Lawrence school district acknowledges quiet switch from Gaggle in court documents, responds to amended complaint in lawsuit
photo by: Josie Heimsoth/Journal-World
The Lawrence school district offices building, located at 110 McDonald Dr., is pictured in May 2025.
The Lawrence school district has responded to an amended complaint in a lawsuit regarding its former use of Gaggle, acknowledging a quiet switch to a similar software but denying any legal wrongdoing in making the switch.
In November, the current and former students who filed a lawsuit against the school district for its use of Gaggle filed an amended complaint to the U.S. District Court of Kansas. It said that while the district had stopped using Gaggle, the district did not disclose a switch to a different student monitoring software, ManagedMethods, and is “thereby continuing the challenged practices under a different name without transparent Board action.”
As the Journal-World reported, the district’s transition to ManagedMethods was not voted on by board members and it wasn’t mentioned in court documents filed by the district at the end of October.

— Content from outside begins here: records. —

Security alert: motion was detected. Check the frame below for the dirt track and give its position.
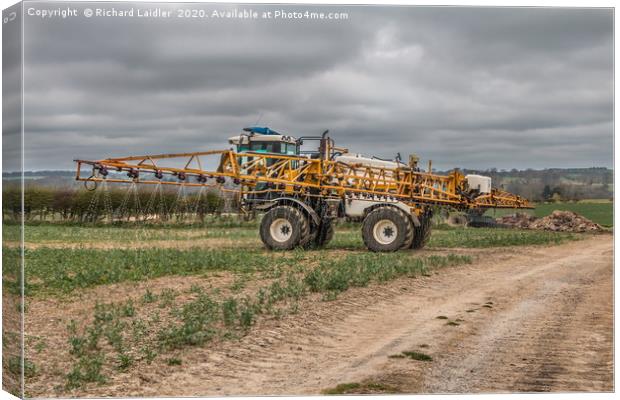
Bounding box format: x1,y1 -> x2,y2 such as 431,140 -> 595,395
128,235 -> 613,396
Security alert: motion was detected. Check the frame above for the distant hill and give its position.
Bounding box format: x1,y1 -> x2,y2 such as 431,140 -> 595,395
2,167 -> 614,201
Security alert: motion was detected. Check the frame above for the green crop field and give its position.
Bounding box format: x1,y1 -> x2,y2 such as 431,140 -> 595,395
487,200 -> 614,227
3,219 -> 587,396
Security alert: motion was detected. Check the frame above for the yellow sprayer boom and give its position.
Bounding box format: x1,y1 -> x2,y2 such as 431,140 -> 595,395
76,128 -> 532,251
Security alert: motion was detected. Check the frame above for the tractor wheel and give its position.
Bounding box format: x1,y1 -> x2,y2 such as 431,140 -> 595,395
362,207 -> 413,252
306,219 -> 334,249
260,206 -> 310,250
411,217 -> 432,249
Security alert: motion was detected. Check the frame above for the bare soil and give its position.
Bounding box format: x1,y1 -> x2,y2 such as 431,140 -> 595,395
27,235 -> 614,397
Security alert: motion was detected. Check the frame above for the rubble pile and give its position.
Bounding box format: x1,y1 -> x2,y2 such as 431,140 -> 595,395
497,210 -> 604,232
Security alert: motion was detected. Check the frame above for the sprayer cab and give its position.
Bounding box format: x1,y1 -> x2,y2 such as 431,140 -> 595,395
228,126 -> 300,161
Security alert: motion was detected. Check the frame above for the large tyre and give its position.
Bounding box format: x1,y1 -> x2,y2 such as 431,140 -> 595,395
411,217 -> 432,249
362,207 -> 413,252
260,206 -> 310,250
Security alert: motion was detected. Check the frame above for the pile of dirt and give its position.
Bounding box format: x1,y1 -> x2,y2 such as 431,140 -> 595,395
497,210 -> 604,232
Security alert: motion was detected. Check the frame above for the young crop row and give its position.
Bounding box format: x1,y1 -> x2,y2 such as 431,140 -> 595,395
65,253 -> 471,390
3,228 -> 579,294
2,186 -> 234,223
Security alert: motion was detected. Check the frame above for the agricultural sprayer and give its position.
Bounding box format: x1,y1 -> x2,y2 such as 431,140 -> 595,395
75,127 -> 532,251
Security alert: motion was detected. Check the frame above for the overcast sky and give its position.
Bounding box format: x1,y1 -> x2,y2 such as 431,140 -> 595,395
6,3 -> 613,170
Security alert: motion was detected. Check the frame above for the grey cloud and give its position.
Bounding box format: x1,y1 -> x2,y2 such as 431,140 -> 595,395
17,3 -> 613,169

In the district’s response to the amended complaint filed on Friday, the district and school board “admit that ManagedMethods is capable of tracking browsing activity and that the School District has not publicly shared any information about the switch from Gaggle to ManagedMethods.” In addition, there was “minimal School Board involvement in the transition process,” and the decision was made in accordance with state law.

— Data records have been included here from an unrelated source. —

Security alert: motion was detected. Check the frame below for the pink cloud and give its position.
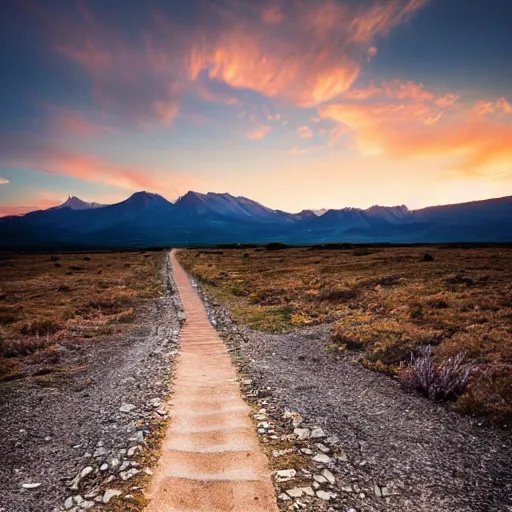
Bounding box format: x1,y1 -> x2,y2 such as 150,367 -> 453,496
247,125 -> 272,140
297,126 -> 313,139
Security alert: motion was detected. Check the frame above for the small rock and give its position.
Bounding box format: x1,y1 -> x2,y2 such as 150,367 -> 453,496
313,475 -> 327,484
119,404 -> 135,414
22,482 -> 41,489
322,469 -> 336,485
293,428 -> 311,441
102,489 -> 121,503
316,491 -> 336,501
313,453 -> 332,464
119,468 -> 140,480
276,469 -> 297,482
80,466 -> 94,478
127,445 -> 140,457
315,443 -> 331,453
311,427 -> 325,439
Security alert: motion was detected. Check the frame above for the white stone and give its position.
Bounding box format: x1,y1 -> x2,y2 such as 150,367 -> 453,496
293,428 -> 311,441
22,482 -> 41,489
102,489 -> 121,503
311,427 -> 325,439
316,491 -> 336,501
322,469 -> 336,485
276,469 -> 297,482
119,404 -> 135,413
313,453 -> 332,464
80,466 -> 94,478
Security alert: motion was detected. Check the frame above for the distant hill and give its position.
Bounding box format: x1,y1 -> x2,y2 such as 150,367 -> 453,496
0,192 -> 512,249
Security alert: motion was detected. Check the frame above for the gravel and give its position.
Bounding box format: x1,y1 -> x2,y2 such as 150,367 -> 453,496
0,258 -> 179,512
203,296 -> 512,512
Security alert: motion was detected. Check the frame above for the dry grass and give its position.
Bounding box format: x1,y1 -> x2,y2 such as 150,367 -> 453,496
179,247 -> 512,422
0,252 -> 163,379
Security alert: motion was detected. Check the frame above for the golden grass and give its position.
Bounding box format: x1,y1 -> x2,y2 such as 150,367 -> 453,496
0,252 -> 163,379
179,246 -> 512,421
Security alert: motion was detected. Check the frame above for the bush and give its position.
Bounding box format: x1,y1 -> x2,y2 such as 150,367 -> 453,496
398,345 -> 476,400
318,288 -> 361,302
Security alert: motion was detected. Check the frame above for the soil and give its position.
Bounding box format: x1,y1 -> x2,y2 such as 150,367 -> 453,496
203,294 -> 512,512
0,265 -> 179,512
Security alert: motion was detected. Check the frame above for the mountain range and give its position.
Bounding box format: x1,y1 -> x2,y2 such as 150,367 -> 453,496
0,192 -> 512,249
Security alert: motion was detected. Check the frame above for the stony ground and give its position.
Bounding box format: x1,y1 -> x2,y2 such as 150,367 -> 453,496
0,260 -> 179,512
198,286 -> 512,512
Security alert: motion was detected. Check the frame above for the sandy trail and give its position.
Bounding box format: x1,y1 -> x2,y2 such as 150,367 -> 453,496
146,251 -> 277,512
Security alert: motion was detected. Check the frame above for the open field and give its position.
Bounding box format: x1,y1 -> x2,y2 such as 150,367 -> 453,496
0,252 -> 163,380
179,246 -> 512,423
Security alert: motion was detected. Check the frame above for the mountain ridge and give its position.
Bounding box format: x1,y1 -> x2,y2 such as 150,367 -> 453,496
0,191 -> 512,248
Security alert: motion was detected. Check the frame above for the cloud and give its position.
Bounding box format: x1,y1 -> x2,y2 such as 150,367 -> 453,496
179,0 -> 427,106
297,126 -> 313,139
319,84 -> 512,176
247,125 -> 272,140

However, the district has argued that the lawsuit should be partially dismissed because there is no longer a contract with Gaggle, and in regards to ManagedMethods, the software is in place to be in compliance with legislation such as the Children’s Internet Protection Act and ensures student safety.

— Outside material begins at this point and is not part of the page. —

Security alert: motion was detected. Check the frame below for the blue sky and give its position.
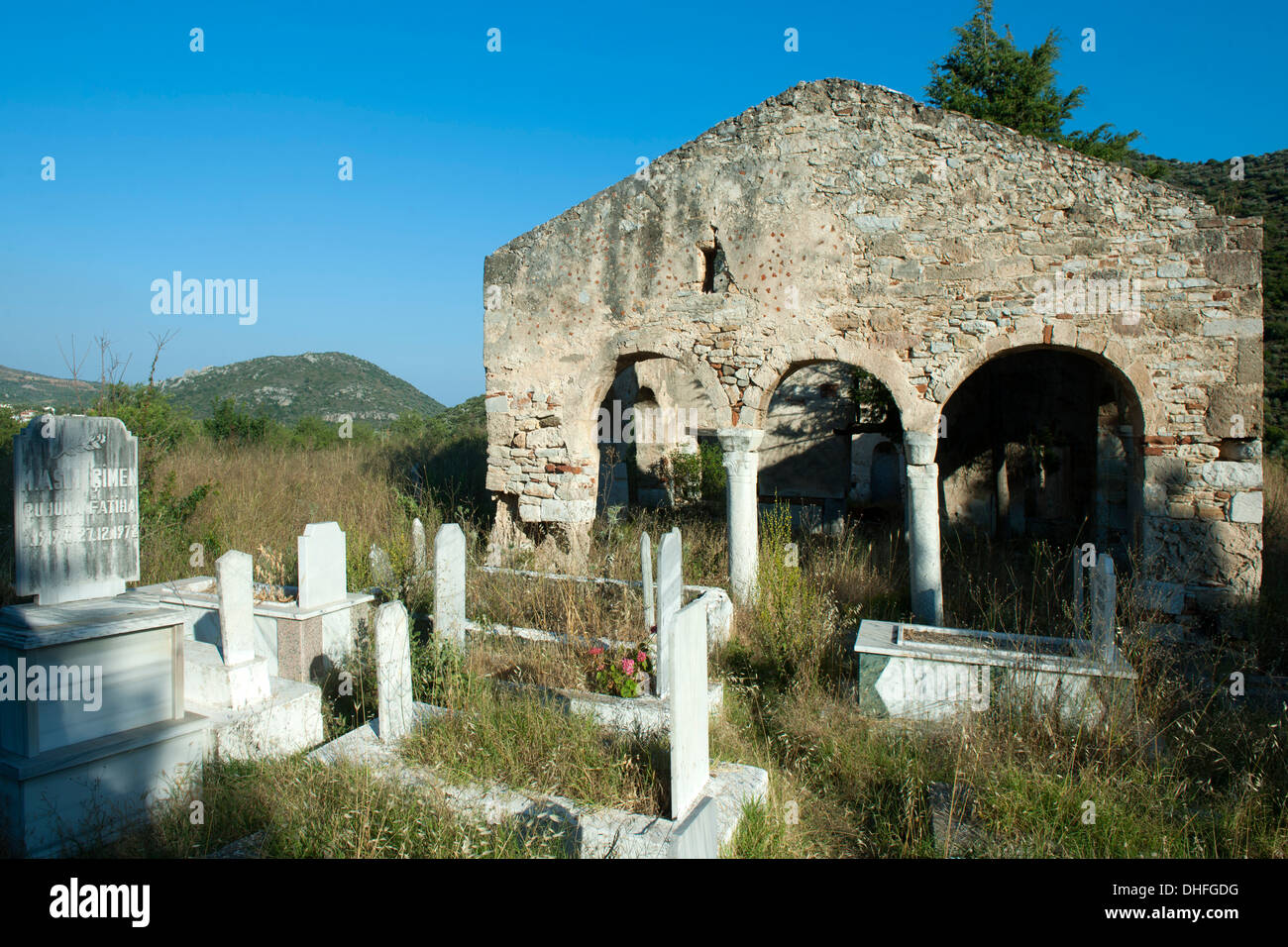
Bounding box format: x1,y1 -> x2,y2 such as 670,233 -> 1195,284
0,0 -> 1288,403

“No Defendants are liable under any of Plaintiffs’ claims because Defendants’ use of Gaggle and ManagedMethods was permitted — and perhaps even required — by the Children’s Internet Protection Act of 2000 and any other state or federal statutory or common-law rules requiring schools to protect and supervise children in their care,” the response said.
The amended complaint also alleged that the defendants failed to timely and lawfully respond to Kansas Open Records Act requests from The Budget, Lawrence High School’s student newspaper, and Free Press, Free State High School’s newsmagazine. These requests were regarding ManagedMethods and the vendor transition.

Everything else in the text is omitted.